• Wandern zwischen Natur und Geschichte

    July 8 in Poland ⋅ 🌬 17 °C

    Gestürmt hat es in der Nacht ganz schön kräftig. Teilweise fühlte es sich nicht wie in einem Wohnmobil, sondern wie auf einem Schiff an. Umso erfreulicher war der morgendliche Ausblick auf einen strahlend blauen Himmel, auch wenn uns der Wind den ganzen Tag begleitet hat.

    Nachdem ich den Platz um eine Nacht verlängert hatte, sind Mizzy und ich losmarschiert.
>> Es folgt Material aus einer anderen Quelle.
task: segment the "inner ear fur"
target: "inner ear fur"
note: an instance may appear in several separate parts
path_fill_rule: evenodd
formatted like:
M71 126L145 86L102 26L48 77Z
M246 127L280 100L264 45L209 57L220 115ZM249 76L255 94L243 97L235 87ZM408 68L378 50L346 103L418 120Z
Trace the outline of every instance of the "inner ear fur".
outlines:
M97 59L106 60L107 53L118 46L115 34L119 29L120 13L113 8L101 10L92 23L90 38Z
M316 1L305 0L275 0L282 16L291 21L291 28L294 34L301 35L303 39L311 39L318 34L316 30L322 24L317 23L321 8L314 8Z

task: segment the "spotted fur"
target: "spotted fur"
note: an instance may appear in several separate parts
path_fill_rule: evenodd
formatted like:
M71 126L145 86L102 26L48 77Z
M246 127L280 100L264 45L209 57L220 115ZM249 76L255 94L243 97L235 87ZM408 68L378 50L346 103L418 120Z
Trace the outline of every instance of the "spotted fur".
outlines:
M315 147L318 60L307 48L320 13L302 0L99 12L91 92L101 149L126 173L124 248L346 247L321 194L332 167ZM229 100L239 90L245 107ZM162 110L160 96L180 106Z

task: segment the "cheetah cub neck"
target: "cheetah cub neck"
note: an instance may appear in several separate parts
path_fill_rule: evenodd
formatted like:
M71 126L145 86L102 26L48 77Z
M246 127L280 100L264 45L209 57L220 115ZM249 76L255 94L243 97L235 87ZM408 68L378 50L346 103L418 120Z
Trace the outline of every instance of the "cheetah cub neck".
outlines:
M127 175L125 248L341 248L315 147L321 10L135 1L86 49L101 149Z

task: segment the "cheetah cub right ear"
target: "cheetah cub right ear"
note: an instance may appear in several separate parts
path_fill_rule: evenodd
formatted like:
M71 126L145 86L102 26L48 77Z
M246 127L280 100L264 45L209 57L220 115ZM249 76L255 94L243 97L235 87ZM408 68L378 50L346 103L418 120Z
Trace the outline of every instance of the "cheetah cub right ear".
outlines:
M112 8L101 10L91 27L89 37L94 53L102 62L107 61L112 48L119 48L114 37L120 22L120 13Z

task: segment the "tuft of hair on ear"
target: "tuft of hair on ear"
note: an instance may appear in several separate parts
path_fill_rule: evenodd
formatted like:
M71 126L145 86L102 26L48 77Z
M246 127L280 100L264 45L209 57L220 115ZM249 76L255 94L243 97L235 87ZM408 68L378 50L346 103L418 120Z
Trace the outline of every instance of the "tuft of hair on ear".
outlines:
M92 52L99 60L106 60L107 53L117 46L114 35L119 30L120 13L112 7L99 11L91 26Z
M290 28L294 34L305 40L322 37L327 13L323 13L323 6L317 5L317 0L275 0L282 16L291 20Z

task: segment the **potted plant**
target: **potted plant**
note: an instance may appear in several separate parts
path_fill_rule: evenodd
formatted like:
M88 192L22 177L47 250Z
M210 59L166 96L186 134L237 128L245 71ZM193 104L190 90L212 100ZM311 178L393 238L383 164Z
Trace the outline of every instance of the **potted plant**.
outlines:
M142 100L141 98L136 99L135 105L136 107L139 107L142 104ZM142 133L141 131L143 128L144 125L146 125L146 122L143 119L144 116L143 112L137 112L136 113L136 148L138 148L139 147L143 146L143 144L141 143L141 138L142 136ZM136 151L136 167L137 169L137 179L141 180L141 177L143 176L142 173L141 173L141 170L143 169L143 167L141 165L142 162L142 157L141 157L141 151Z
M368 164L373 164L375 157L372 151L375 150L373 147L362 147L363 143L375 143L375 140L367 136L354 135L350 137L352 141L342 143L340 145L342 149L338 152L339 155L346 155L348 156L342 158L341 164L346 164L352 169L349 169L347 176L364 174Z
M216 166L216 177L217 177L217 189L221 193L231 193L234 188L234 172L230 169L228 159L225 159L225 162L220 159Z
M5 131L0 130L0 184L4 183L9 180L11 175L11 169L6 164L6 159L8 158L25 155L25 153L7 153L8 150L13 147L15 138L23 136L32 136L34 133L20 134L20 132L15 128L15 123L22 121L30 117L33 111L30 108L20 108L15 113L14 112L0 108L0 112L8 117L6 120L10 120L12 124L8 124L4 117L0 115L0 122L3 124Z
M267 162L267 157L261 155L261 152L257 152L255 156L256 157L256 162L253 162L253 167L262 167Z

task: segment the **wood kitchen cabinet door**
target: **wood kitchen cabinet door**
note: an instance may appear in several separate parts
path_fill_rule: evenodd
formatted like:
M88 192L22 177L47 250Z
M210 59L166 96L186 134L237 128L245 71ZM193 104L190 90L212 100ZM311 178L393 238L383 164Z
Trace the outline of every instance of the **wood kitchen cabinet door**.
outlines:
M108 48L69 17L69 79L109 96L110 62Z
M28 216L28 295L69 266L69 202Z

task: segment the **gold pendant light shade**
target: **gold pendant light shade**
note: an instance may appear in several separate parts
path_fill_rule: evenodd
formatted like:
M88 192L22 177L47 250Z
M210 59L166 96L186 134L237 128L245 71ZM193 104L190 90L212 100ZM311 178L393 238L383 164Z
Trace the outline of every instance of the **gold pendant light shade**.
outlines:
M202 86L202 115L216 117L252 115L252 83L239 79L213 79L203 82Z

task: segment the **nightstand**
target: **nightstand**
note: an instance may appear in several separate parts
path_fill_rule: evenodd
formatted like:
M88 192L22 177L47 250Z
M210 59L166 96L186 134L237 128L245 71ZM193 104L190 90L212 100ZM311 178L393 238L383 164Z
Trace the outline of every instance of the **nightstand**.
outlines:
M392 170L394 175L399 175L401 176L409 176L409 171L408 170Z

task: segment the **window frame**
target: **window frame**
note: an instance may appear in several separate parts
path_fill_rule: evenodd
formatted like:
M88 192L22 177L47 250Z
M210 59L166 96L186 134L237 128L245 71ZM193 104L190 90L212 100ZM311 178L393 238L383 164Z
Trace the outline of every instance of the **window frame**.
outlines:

Die Geschichte der Halbinsel Hel während des Zweiten Weltkriegs und des anschließenden Kalten Krieges lässt sich hier regelrecht erwandern.

    Ein großer Teil unserer Tour führte über den „Blauen Weg“. Der rund zehn Kilometer lange Themenwanderweg verbindet zahlreiche ehemalige Militäranlagen und führt überwiegend durch den Kiefernwald, immer wieder mit schönen Ausblicken auf die Ostsee und Abstechern an den Strand. Unterwegs passiert man Bunker, Geschützstellungen und andere Relikte einer Zeit, in der die Halbinsel eine wichtige militärische Rolle spielte.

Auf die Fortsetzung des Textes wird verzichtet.